In practice we can't create these system sets like this as it would be very unergonomic for users. But systems sets are just sugar anyways and don't exist at runtime. We can just apply the correct labels to individual systems.

```rs
// .produces
.add_system(side_effect_producer.produces(SideEffectLabel))
// is equivalent to
.add_system(side_effect_producer
.label(SideEffectLabel)
.label(produces(SideEffectLabel))
.before(handles(SideEffectLabel))
.before(consumes(SideEffectLabel))
)

// .handles
.add_system(side_effect_reader.handles(SideEffectLabel))
// is equivalent to
.add_system(side_effect_reader
.label(SideEffectLabel)
.label(handles(SideEffectLabel))
.after(produces(SideEffectLabel))
.before(consumes(SideEffectLabel))
)

// .consumes
.add_system(side_effect_consumer.consumes(SideEffectLabel))
// is equivalent to
.add_system(side_effect_consumer
.label(SideEffectLabel)
.label(consumes(SideEffectLabel))
.after(produces(SideEffectLabel))
.after(handles(SideEffectLabel))
)
```
## Drawbacks

* The major drawback is that this API is adding a lot more interconnection in the scheduling graph which can potentially make things harder to reason about or accidentally create dependency cycles. I think this is unavoidable and the advantages for data consistency are clear.

## Open questions

* It is possible to create a *valid* dependency cycle that cannot be resolved. This can be caused when systems need to run repeatedly as with looping run criteria.

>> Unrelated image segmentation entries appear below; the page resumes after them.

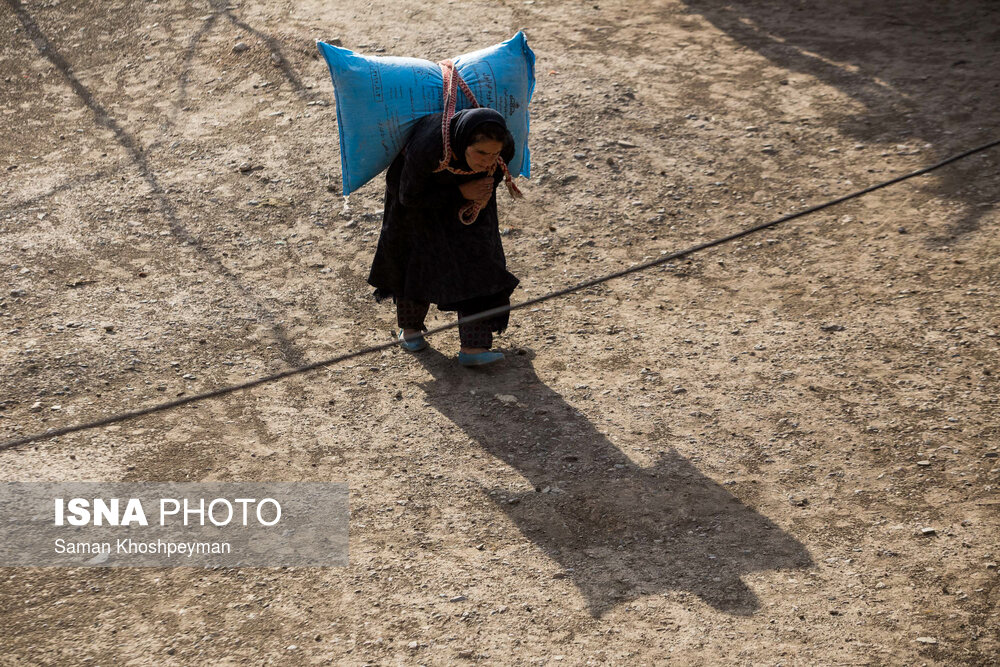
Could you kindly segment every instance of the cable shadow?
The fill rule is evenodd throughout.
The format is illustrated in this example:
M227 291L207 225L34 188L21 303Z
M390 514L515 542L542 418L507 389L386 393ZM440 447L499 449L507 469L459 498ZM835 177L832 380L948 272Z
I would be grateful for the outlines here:
M250 25L247 24L246 22L236 18L236 16L234 16L233 13L230 11L229 3L226 0L209 0L209 4L212 6L212 9L214 9L216 12L222 14L227 19L229 19L230 23L232 23L233 25L237 26L242 30L246 30L248 33L250 33L257 39L267 44L267 48L271 51L271 55L273 56L274 64L277 65L278 69L281 70L285 78L288 79L288 82L292 85L292 89L299 97L308 100L317 97L318 93L309 90L304 85L302 85L302 80L299 79L299 75L295 72L294 69L292 69L292 66L288 64L288 60L285 58L285 54L282 52L281 44L278 42L278 40L276 40L274 37L266 33L257 30L256 28L250 27Z
M502 488L487 493L562 566L593 617L668 591L751 615L761 604L744 575L812 566L804 545L676 451L661 452L650 468L636 465L539 380L532 356L470 370L428 349L415 358L433 379L418 385L434 408L535 487L513 499Z
M184 49L184 55L181 57L181 74L178 77L177 86L177 99L174 101L174 107L181 107L184 104L184 100L187 98L187 86L189 82L189 74L191 73L191 61L194 59L195 51L198 49L198 44L201 42L202 38L208 34L208 31L212 29L215 25L215 21L218 19L218 14L212 14L201 27L198 28L197 32L191 35L191 39L188 40L188 45Z
M97 125L110 130L115 135L115 139L117 139L118 143L121 144L126 153L128 153L133 164L135 164L135 166L139 169L146 185L156 198L160 213L167 220L173 236L177 240L185 242L191 246L207 263L212 265L219 274L228 279L229 282L240 291L247 302L253 306L255 317L259 321L270 323L271 335L277 344L277 348L280 351L282 358L288 365L303 365L305 363L304 351L296 346L291 339L289 339L284 328L281 327L280 324L274 322L274 316L268 312L253 292L242 283L240 278L212 254L208 246L202 243L198 237L194 236L187 230L187 228L184 227L183 224L181 224L180 219L177 216L177 209L174 207L173 202L166 196L163 186L160 184L159 179L150 167L149 161L136 139L108 113L100 102L94 98L90 89L84 86L80 80L76 78L76 75L73 73L73 68L70 66L69 62L62 56L62 54L59 53L52 43L49 42L48 38L45 37L41 28L39 28L31 14L25 10L20 0L5 0L5 2L13 10L14 14L21 22L21 25L23 26L29 39L31 39L32 43L35 45L35 48L38 49L38 52L45 56L49 62L51 62L56 69L62 73L70 87L73 89L73 92L76 93L80 100L83 101L87 108L94 114L94 121Z
M975 138L959 144L952 137L956 126L1000 126L995 103L1000 3L994 0L685 4L690 13L782 69L816 77L863 105L860 113L845 110L825 119L855 140L927 143L944 156L995 138L970 131L966 134ZM937 195L966 203L970 210L947 232L954 241L977 231L984 212L951 186L949 180L937 180ZM926 242L935 245L940 239Z
M81 185L87 185L88 183L93 183L94 181L99 181L102 178L107 178L112 174L111 170L105 169L102 171L96 171L92 174L87 174L86 176L80 176L79 178L71 178L65 183L60 183L54 188L51 188L45 192L39 193L30 199L26 199L22 202L11 206L10 208L0 209L0 214L6 215L17 211L18 209L27 208L29 206L34 206L39 204L50 197L54 197L61 192L66 192L67 190L72 190L73 188L79 187Z

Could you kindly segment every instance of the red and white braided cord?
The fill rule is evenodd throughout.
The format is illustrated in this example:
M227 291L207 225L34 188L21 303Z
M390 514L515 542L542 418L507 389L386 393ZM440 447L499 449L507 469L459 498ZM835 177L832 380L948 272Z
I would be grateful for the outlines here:
M451 119L455 116L455 105L458 103L458 89L461 88L462 92L465 94L469 104L473 107L478 108L479 102L476 100L476 96L472 93L472 89L469 88L465 80L462 79L462 75L458 73L455 69L455 63L450 60L442 60L438 65L441 66L441 76L444 79L444 112L441 114L441 139L444 143L444 154L441 156L441 164L438 165L435 172L438 171L448 171L452 174L459 174L463 176L469 176L472 174L478 174L477 171L466 171L464 169L456 169L451 166L451 161L455 157L455 154L451 150ZM510 175L510 170L507 169L507 163L504 162L502 157L497 157L497 161L492 165L486 172L488 176L493 176L496 173L497 167L500 167L504 173L504 183L507 186L507 191L510 193L511 197L515 199L521 199L524 195L518 189L517 185L514 183L514 179ZM479 212L483 210L486 206L486 201L470 201L465 204L458 211L458 218L463 224L471 225L479 217Z

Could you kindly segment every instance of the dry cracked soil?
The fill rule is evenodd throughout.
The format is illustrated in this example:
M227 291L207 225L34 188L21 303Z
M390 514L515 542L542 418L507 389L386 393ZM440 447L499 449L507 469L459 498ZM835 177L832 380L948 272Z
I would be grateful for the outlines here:
M2 0L0 439L388 340L314 42L517 30L515 301L998 138L990 0ZM0 664L997 664L998 159L517 312L481 372L452 330L0 451L350 485L347 567L0 568Z

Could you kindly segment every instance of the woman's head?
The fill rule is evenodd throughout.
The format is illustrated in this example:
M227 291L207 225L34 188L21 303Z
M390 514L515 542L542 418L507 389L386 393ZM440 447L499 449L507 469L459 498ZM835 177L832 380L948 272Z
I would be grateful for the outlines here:
M513 143L503 116L493 109L466 109L452 121L455 155L472 171L487 171Z

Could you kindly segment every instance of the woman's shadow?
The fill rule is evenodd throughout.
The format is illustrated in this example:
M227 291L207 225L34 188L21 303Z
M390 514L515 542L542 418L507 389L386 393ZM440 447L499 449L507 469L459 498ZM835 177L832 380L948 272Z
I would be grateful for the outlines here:
M677 452L636 465L538 379L530 352L479 370L433 349L415 357L433 376L418 383L428 403L535 487L487 493L562 566L593 616L671 590L749 615L760 602L744 574L812 565L800 542Z

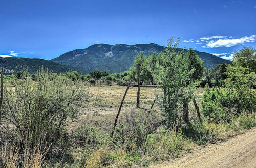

If that is the case then we might need an `.after_can_break` type of edge that could be ignored in dependency cycle checking.
* `.uses(Label)` There is a case to be made for wanting to order things after the consumer has done something with the side effect. I'm not sure if this is a separate case though or just another side effect. Like in the case of commands the consumer consumes the command queue, but it also produces an entity. So in this case what is the difference between `.uses("entity")` vs `.consumes("entity")`. It could potentially be more ergonomic as `.uses` is a more generalized version of `.after_commands` from https://github.com/bevyengine/rfcs/pull/34

## Alternatives Considered

* The example above for expressing the relationships between side effects using just labeling and system sets has one major problem. There is no current api for adding systems to system sets after the system set has been created. If such an api did exist we could potentially just add systems to the correct system set. This didn't seem better than the proposed API and has some implementation complexity since system sets are mostly just api sugar for labeling multiple systems and does not exist at runtime.

## Future Work

* This is part of a bigger redesign of the ECS trying to solve problems with scheduling around hard sync points and data consistency between states. This RFC by itself doesn't solve those problems, but it does encode information about dependencies that other RFCs might need to actually solve the data consistency problems.
* Side effects are effectively typed. Build an API to pass and send side effects and enforce the typing between producers and consumers. This could either be with data stored in the executor or a Resource that manages access through access tokens (what Boxy is working on).
* This API doesn't really directly address data consistency problems due to changes to run criteria. Ideally we'd figure out a way to enforce that the consumer needs to run if side effects have been produced. I don't think this can be done in the system graph construction stage and probably needs to be done at run time somehow.
* I initially had `.writes` and `.reads`, but merged them together into `.handles` because they have the same ordering constraints. It's possible that this API could be used for a data transport layer for shipping around data associated with side effects and `.handles` would then need to be split apart again, because reads can happen in parallel, but writes can't.